Perceiver IO Statistics [User Trends In 2026]

January 15, 2026

By

About Chromeboooks

DeepMind’s Perceiver IO achieved state-of-the-art optical flow results with an average end-point error of 2.42 on Sintel.final benchmarks while processing inputs linearly rather than quadratically like standard transformers. The architecture contains 201 million parameters and handles up to 2,048 bytes of input through 26 processing layers. With 81.8 on the GLUE benchmark using raw byte inputs, Perceiver IO matches BERT performance without tokenization preprocessing.

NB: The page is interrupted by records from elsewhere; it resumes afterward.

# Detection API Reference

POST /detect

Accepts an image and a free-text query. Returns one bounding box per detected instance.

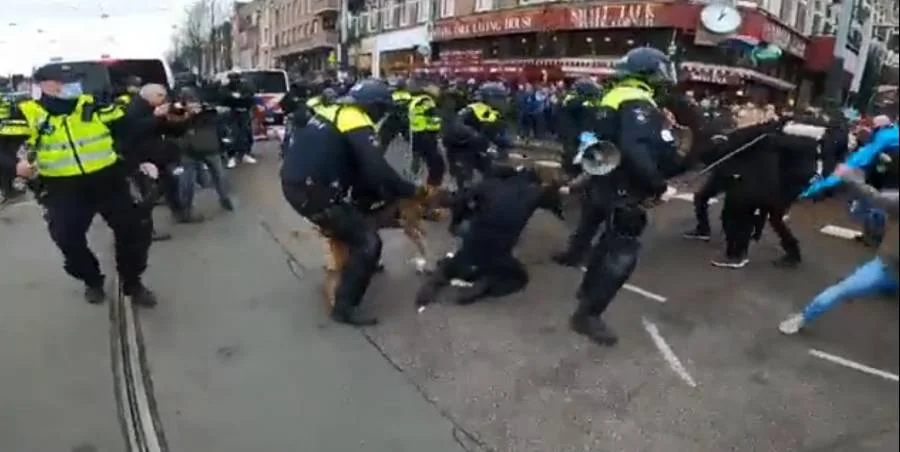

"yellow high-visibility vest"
[19,95,125,177]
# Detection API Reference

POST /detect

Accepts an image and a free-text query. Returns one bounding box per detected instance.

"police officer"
[1,65,168,306]
[571,47,682,345]
[115,75,143,108]
[416,167,562,308]
[442,82,509,189]
[553,78,612,267]
[0,96,28,202]
[378,78,412,151]
[281,79,417,325]
[409,81,446,200]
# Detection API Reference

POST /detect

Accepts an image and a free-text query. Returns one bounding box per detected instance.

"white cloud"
[0,0,192,74]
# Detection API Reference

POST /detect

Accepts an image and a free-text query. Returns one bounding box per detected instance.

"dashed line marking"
[809,348,900,383]
[819,224,862,240]
[622,284,669,303]
[641,317,697,388]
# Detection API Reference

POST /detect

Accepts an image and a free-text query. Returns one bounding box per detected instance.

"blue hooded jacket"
[800,124,900,198]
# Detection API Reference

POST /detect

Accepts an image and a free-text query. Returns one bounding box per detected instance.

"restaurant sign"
[432,3,667,41]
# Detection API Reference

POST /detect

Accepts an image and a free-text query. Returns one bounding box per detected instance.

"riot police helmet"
[572,77,601,99]
[475,82,507,109]
[347,78,394,122]
[616,47,678,86]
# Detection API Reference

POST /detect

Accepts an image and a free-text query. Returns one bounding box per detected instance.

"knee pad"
[610,206,647,238]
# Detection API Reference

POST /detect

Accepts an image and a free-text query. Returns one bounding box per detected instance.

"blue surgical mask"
[57,82,83,99]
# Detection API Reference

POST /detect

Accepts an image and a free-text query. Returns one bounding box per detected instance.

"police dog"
[323,186,447,309]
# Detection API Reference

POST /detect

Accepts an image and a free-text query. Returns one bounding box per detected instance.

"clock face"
[700,5,741,35]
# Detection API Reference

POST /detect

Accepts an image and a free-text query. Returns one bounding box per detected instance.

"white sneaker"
[778,313,805,334]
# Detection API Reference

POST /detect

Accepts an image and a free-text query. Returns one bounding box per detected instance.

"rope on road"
[109,278,169,452]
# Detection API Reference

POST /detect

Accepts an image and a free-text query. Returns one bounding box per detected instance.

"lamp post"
[823,0,855,108]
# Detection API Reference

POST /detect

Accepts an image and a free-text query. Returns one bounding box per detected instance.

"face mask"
[57,82,82,99]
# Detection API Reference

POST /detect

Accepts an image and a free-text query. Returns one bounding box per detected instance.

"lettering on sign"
[762,21,806,57]
[570,3,659,29]
[433,12,540,39]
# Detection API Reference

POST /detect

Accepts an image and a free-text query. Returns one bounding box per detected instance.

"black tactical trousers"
[42,181,153,291]
[282,184,381,315]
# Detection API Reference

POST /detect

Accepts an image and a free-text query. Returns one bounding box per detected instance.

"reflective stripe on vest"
[600,85,656,110]
[469,102,500,123]
[19,95,123,177]
[409,94,441,132]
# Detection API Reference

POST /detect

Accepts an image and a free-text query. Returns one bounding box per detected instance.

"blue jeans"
[850,198,887,244]
[803,257,900,323]
[178,154,228,209]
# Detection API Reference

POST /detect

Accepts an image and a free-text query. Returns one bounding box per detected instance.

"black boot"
[84,283,106,304]
[122,282,157,308]
[551,250,584,268]
[331,306,378,326]
[569,314,619,347]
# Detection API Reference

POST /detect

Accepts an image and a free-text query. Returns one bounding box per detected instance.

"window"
[475,0,494,13]
[440,0,456,18]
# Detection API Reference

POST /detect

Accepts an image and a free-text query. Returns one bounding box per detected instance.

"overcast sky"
[0,0,202,74]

Perceiver IO Key Statistics

Perceiver IO contains 201 million parameters with 256 to 512 latent variables processing information through 26 layers as of 2024.
The model scored 81.8 on the GLUE benchmark with byte-level inputs, surpassing BERT Base’s 81.1 score without requiring tokenization.
Perceiver IO achieved state-of-the-art optical flow accuracy with 1.81 average end-point error on Sintel.clean and 2.42 on Sintel.final.
Hugging Face hosts 36 Perceiver models including 7 official DeepMind checkpoints with over 2,520 language model downloads and 1,740 vision model downloads.
The architecture scales linearly with input and output sizes compared to quadratic scaling in standard transformers, enabling processing of 50,000+ pixel inputs efficiently.

Perceiver IO Architecture and Parameters

The model employs a latent bottleneck design that decouples computational requirements from data dimensionality. Cross-attention mechanisms enable linear scaling with input and output sizes.

Architecture Component	Specification
Total Parameters	201 million
Latent Variables	256 to 512
Processing Layers	26 layers
Vocabulary Size	262 tokens (byte-level)
Maximum Input Sequence	2,048 bytes
Input Processing Capability	50,000+ pixels

The 26 processing layers represent more than double BERT Base’s 12 layers. The reduced latent size of 256 keeps computation tractable while maintaining performance across multiple domains.

Perceiver IO Language Understanding Performance

Natural language understanding capabilities demonstrate competitive performance on the General Language Understanding Evaluation benchmark. The model eliminates traditional tokenization requirements while maintaining accuracy.

Configuration	GLUE Score	Input Type
Perceiver IO (High FLOPs)	81.8	UTF-8 Bytes
Perceiver IO (SentencePiece)	81.2	Tokenized
BERT Base	81.1	Tokenized

The benchmark results show Perceiver IO matches BERT performance while processing raw byte inputs. This eliminates engineering overhead and vocabulary maintenance requirements.

Perceiver IO Image Classification Results

Visual understanding capabilities process images without relying on specialized 2D convolutional architectures. The model learns spatial relationships from data alone.

Variant	ImageNet Top-1 Accuracy	Preprocessing Method
Conv+MaxPool Preprocessing	84.5%	2D Convolution
2D Fourier Features	79.0%	Fourier Encoding
Learned 1D Position	72.7%	No 2D Information

The learned 1D position variant achieves 72.7% accuracy despite receiving no information about 2D image structure. The conv+maxpool variant reaches 84.5% after large-scale pretraining on JFT.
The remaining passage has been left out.